A polémica em torno dos travões da Ferrari ganhou um novo capítulo após a revelação de que Lewis Hamilton e Charles Leclerc utilizam sistemas distintos no seu monolugar. De acordo com fontes próximas à equipa italiana, o piloto britânico recorre desde o Grande Prémio do Japão a discos da Carbon Industries, mantendo apenas as pinças do fornecedor tradicional Brembo. Esta diferença técnica lança uma nova luz sobre o despiste de Leclerc no Mónaco, provocado por uma falha no sistema de travagem que levou o monegasco a afirmar, via rádio, que não assumiria a responsabilidade pelo incidente.

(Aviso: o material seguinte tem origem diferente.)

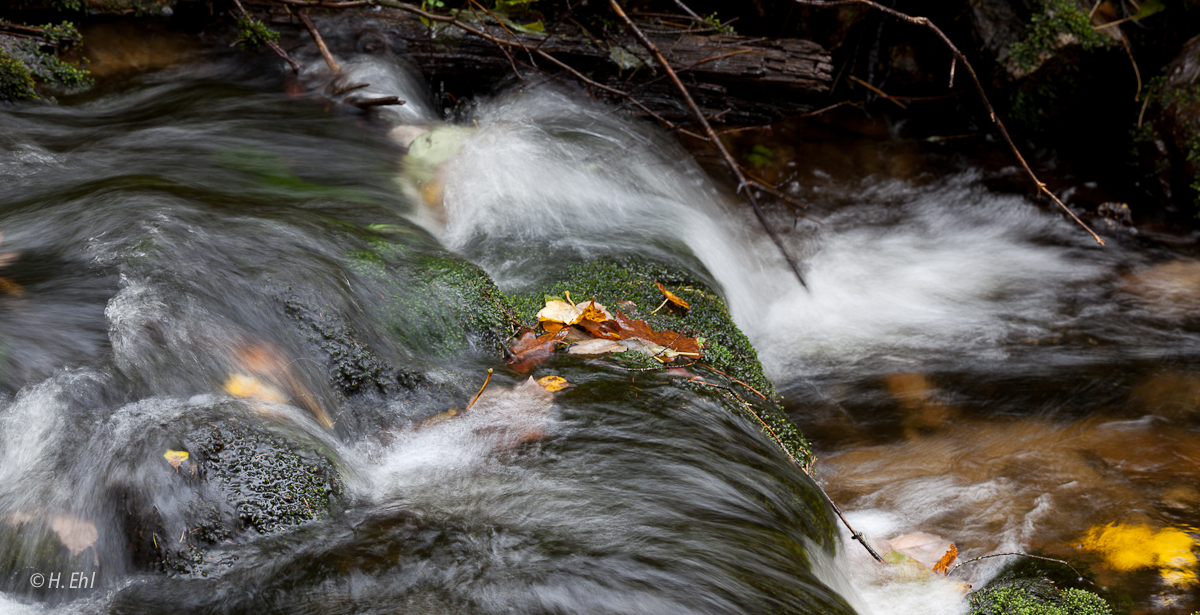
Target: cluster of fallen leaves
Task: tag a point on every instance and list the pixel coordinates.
(909, 557)
(591, 328)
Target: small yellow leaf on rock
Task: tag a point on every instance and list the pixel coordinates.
(552, 383)
(559, 312)
(947, 560)
(671, 297)
(175, 457)
(249, 387)
(595, 312)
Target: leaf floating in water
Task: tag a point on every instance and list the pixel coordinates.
(76, 535)
(175, 458)
(553, 383)
(273, 380)
(947, 560)
(249, 387)
(531, 350)
(597, 346)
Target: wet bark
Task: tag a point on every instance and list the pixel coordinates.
(736, 78)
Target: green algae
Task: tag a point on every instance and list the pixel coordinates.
(631, 288)
(436, 305)
(1059, 19)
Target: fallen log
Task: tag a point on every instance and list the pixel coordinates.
(732, 78)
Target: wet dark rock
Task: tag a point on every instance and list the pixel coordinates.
(240, 481)
(1168, 132)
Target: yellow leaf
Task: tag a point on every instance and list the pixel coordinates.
(175, 457)
(595, 312)
(559, 312)
(249, 387)
(552, 383)
(671, 297)
(947, 560)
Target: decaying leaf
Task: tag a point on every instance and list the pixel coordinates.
(598, 330)
(76, 535)
(249, 387)
(553, 383)
(531, 350)
(597, 346)
(672, 297)
(175, 458)
(947, 560)
(558, 314)
(265, 375)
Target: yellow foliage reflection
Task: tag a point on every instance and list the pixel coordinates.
(1132, 547)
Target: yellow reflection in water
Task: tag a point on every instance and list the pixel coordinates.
(1133, 547)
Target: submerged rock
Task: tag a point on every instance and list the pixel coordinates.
(239, 481)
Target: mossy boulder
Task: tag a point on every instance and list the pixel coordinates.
(31, 60)
(633, 288)
(1031, 597)
(436, 306)
(239, 481)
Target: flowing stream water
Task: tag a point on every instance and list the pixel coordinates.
(969, 366)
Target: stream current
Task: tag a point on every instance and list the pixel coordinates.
(970, 368)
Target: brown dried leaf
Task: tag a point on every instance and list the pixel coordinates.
(531, 348)
(947, 560)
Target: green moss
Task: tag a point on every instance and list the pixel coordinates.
(16, 81)
(253, 34)
(1037, 599)
(436, 305)
(630, 288)
(1057, 17)
(24, 63)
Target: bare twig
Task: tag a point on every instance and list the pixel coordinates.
(321, 42)
(975, 78)
(273, 45)
(712, 136)
(1021, 555)
(473, 400)
(853, 533)
(498, 46)
(876, 90)
(1137, 72)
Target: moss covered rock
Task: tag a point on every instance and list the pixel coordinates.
(1036, 598)
(239, 481)
(633, 288)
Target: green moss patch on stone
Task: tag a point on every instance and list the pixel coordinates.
(630, 288)
(24, 63)
(437, 305)
(239, 479)
(1057, 22)
(1033, 598)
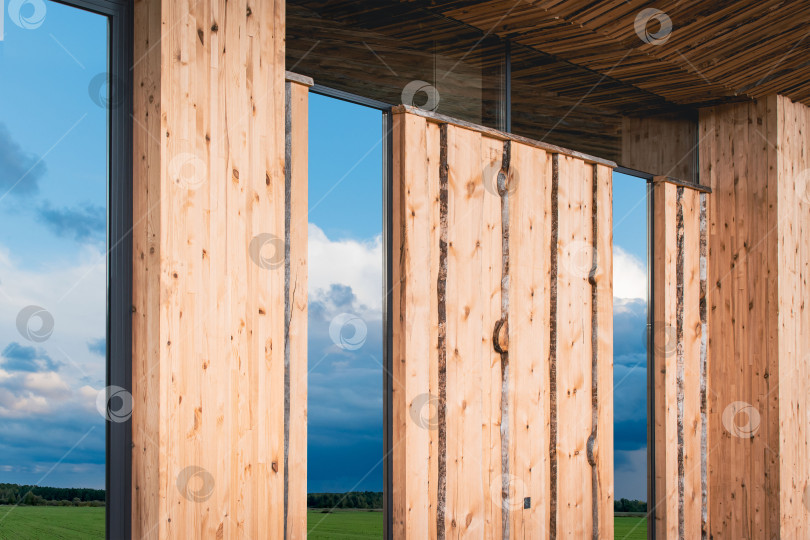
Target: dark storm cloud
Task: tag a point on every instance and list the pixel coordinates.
(345, 398)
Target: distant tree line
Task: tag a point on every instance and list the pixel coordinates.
(371, 500)
(625, 505)
(50, 496)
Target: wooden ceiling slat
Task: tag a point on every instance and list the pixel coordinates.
(715, 49)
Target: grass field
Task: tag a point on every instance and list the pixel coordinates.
(354, 524)
(344, 524)
(630, 528)
(51, 522)
(74, 523)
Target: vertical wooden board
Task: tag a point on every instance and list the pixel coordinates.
(574, 508)
(665, 500)
(721, 369)
(412, 291)
(197, 274)
(491, 273)
(464, 517)
(297, 295)
(794, 352)
(529, 187)
(604, 324)
(433, 143)
(692, 329)
(146, 234)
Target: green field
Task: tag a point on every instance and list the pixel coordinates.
(57, 522)
(630, 528)
(359, 524)
(344, 524)
(74, 523)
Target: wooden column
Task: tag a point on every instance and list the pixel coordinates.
(296, 366)
(679, 372)
(755, 157)
(208, 283)
(503, 364)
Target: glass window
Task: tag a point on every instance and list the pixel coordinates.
(54, 111)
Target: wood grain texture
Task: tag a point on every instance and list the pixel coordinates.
(665, 498)
(492, 154)
(661, 145)
(529, 192)
(574, 349)
(691, 422)
(603, 278)
(494, 464)
(465, 492)
(208, 330)
(793, 169)
(411, 298)
(743, 433)
(296, 291)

Hamilton, que durante os seus anos na Mercedes estava habituado a componentes da Carbon Industries, terá exigido a Ferrari a autorização para esta alteração após os testes de pré-temporada no Bahrein, numa tentativa clara de melhorar a sensibilidade e performance nas travagens. Por outro lado, a Ferrari manteve a sua histórica parceria de 50 anos com a Brembo no carro de Leclerc, numa decisão que agora se revela controversa.
Em declarações veladas, Leclerc admitiu que a equipa já dispunha da solução alternativa que Hamilton utiliza, mas preferiu não estreá-la numa pista tão exigente e técnica como Monte Carlo. Essa escolha revelou-se desastrosa, culminando no embate contra as barreiras em Antony Noghes. O piloto monegasco não escondeu a sua frustração, apontando o sistema usado pelo colega de garagem como a chave para resolver a instabilidade que também se manifestou em provas anteriores, como no Canadá.
Confirmando essa tendência, Leclerc anunciou que em Barcelona vai finalmente optar pelos mesmos travões que Hamilton já utiliza, numa tentativa de evitar novos contratempos e recuperar a competitividade perdida. Este episódio deixa a Ferrari numa posição delicada, com a gestão dos componentes de travagem a tornar-se um dos principais focos de atenção para o resto da temporada.
Esta divergência técnica no sistema de travagem levanta questões importantes sobre a estratégia interna da Ferrari e o impacto das escolhas técnicas na performance e segurança dos seus pilotos. A situação promete manter-se sob escrutínio nos Grandes Prémios que se avizinham, com todos os olhos postos na resposta da equipa italiana a este mistério que continua a adensar-se.